What is the motivation and purpose of the Floretion group?
A rather comprehensive collection of information on floretions, specifically in the context of Oeis, is Sequences related to floretions.
In essence, most of the "floretion" sequences come from an iterated function that begins with some initial value and produces one integer at each step of the iteration. The floretion algorithms operate on a 16-element quantity that can be thought of a a $4\times 4$ matrix. Such a 16-element quantity is called a floretion. The name is deliberately similar to quaternion, octonion and sedenion because the operations performed with them are similar. (But why doesn't the floretion have its own Wikipedia page?)
If you want to "hear" a floretion, here you go.
The article Structure of the Floretion Group by Richard J. Mathar defines the Floretion Group as the group of order $32$ and GAP catalogue number $49$.
The floretion website has remained totally unchanged for the last six years- this was not due to lack of interest, but more because of my complete change of professions.
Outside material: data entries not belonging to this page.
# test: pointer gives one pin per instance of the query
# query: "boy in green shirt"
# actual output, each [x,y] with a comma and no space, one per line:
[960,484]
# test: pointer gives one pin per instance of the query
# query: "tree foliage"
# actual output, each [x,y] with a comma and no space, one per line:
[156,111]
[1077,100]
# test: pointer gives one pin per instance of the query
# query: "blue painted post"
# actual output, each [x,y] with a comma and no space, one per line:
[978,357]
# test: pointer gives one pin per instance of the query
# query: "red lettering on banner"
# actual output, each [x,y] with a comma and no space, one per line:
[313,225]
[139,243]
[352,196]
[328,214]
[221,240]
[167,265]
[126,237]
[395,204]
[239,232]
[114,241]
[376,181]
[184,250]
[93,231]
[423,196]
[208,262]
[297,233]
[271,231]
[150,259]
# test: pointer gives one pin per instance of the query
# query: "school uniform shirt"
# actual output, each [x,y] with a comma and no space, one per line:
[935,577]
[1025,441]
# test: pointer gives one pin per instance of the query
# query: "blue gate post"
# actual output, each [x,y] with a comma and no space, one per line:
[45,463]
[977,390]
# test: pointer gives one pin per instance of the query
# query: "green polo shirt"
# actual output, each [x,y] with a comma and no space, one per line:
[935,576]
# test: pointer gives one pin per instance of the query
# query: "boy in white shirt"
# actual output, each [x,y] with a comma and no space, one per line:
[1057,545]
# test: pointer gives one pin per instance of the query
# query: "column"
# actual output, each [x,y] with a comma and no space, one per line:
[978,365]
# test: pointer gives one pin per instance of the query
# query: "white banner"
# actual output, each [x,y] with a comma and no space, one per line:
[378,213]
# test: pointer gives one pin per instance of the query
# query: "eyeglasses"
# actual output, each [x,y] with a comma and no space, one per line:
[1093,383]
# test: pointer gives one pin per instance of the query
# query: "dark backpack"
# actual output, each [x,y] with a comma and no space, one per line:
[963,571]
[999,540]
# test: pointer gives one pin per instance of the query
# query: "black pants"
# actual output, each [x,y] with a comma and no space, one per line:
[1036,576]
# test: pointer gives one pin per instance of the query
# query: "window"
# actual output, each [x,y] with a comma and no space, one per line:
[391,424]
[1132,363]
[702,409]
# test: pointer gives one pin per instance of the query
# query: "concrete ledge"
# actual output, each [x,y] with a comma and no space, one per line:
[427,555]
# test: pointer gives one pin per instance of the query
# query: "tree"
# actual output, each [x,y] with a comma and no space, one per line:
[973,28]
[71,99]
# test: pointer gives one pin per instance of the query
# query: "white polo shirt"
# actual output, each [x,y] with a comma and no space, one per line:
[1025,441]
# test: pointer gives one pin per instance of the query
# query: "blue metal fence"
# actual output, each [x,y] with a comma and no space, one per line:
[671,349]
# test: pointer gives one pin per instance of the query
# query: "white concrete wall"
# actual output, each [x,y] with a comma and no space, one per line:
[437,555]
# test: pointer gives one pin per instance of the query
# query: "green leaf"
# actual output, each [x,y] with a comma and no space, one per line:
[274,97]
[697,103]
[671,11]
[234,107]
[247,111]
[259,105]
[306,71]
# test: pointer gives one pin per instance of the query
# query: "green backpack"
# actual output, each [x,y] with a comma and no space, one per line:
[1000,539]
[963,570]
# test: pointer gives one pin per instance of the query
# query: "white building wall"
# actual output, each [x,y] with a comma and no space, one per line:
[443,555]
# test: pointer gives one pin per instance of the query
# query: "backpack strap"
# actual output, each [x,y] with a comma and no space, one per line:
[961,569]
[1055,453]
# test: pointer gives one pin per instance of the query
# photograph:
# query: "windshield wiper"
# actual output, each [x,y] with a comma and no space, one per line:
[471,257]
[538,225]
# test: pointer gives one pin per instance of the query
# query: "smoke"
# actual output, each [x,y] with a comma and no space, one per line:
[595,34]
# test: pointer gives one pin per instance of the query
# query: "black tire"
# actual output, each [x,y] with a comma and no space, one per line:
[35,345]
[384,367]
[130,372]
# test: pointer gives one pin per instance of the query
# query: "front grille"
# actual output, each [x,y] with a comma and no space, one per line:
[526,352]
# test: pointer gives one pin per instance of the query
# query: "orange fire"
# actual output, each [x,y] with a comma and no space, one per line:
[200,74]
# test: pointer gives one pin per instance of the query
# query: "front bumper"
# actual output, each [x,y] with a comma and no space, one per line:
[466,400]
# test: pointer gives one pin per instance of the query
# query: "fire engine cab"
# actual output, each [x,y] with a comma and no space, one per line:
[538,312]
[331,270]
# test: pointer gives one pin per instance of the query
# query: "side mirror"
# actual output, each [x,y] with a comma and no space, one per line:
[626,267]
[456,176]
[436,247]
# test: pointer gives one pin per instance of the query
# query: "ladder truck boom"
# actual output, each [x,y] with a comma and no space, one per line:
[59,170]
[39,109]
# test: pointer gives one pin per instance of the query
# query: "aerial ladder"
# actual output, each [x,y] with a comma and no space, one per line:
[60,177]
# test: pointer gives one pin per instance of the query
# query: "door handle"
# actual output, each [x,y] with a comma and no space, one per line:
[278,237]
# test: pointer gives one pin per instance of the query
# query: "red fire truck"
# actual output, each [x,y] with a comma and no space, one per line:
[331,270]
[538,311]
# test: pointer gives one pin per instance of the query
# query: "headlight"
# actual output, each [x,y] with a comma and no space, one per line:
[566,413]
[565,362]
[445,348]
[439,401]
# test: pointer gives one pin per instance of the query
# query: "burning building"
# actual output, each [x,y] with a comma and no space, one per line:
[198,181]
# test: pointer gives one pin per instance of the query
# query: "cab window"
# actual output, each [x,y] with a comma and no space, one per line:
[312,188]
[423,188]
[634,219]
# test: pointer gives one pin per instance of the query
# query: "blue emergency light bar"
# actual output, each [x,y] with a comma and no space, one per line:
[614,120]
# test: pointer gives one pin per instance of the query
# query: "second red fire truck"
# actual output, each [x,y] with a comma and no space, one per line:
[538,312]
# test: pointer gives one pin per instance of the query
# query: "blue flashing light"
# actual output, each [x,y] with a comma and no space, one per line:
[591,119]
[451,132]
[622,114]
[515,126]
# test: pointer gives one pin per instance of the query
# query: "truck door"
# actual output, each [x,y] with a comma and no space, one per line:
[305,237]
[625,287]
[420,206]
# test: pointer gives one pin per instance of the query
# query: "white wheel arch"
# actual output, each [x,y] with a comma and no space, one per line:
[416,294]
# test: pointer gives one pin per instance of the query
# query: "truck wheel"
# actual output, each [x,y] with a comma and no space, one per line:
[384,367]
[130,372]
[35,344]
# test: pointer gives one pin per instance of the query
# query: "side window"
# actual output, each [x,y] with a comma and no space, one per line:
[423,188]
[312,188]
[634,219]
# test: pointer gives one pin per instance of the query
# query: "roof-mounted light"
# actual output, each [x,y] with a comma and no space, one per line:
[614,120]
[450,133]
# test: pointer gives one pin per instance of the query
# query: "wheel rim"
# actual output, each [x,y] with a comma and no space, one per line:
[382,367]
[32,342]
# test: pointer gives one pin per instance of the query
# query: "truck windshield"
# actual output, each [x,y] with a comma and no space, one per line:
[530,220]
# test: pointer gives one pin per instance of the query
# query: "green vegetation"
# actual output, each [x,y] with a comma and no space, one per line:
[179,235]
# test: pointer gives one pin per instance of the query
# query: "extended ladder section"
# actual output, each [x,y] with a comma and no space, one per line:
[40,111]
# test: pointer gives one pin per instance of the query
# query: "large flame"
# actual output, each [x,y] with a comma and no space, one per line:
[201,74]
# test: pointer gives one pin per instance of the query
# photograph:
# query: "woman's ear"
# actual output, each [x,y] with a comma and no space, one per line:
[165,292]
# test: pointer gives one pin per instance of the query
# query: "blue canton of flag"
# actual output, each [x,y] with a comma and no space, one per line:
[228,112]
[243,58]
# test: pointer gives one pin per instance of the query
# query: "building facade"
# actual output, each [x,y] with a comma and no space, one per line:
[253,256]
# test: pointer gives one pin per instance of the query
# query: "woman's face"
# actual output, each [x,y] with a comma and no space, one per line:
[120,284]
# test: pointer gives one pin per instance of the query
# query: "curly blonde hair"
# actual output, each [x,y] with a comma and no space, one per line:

As of today, I've created a new dokuwiki extending floretions from 2nd (the way they were originally defined) to 4th order, meaning there are now 256 "base vectors" instead of 16. This is all just in the infant stages and can still only be serviced in my free time.
floretion dokuwiki (Wayback Machine)
Floretions themselves are defined in several places (click on the 2nd order tab in the wiki), so I will not go into detail again here. In summary, if Q = {+-i, +-j, +-k, +-e} is the quaternion group, a "base" floretion (of which there are 16) can be written ij, ik, ei, ej, ek, ie, je, ke, ... Examples:
ij * ik = -ei
ij * ee = ij
Upon extending to 4th order floretions, we have 256 base "super floretions" which can be written
eeIJ, eiIJ, jkEJ, ...,
where eeEE
is the unit. Here, the first two letters are always lowercase, next two uppercase. Of course, this notation is not strictly necessary, but since the beginning I've found it helps to read from an optical standpoint.
As for the group itself, where 2nd order floretions are found to be isomorph to the factor space F = Q x Q\{(1,1), (-1,-1)}
, 4th order floretions are isomorph to F x F\{(ee,ee),(-ee,-ee)}
where ee is the unit. This group has 512 elements in total. Note in general when a "4th order floretion" is mentioned, we are not actually referring to the group itself, but to the 4th order floretion algebra over the reals, i.e. some vector
X = a*eeEE + b*eiEE + c*ejEE + ... with real coefficients a, b, c
Example multiplication of base vectors:
ijEK * jeKJ = <(ij*je) | (ek*kj)> = < kj | -ki > = -kjKI
where ij, je, ek, kj
are floretions. The complete multiplication table is given at the above link.
My main motivation is currently to find an equation similar to "Floret's Equation" for 2nd order floretions and to see what form "visual media" takes using both old and new algorithms on 4th order floretions. Currently, I've only included some files for multiplication in the project folder (written in R). However, I have begun to calculate basic algorithms and should be able to release those files very soon (I've also figured out how to "swap" elements but this needs some testing). I would be much obliged to any code reviewers / contributors.
Cheers, Creigh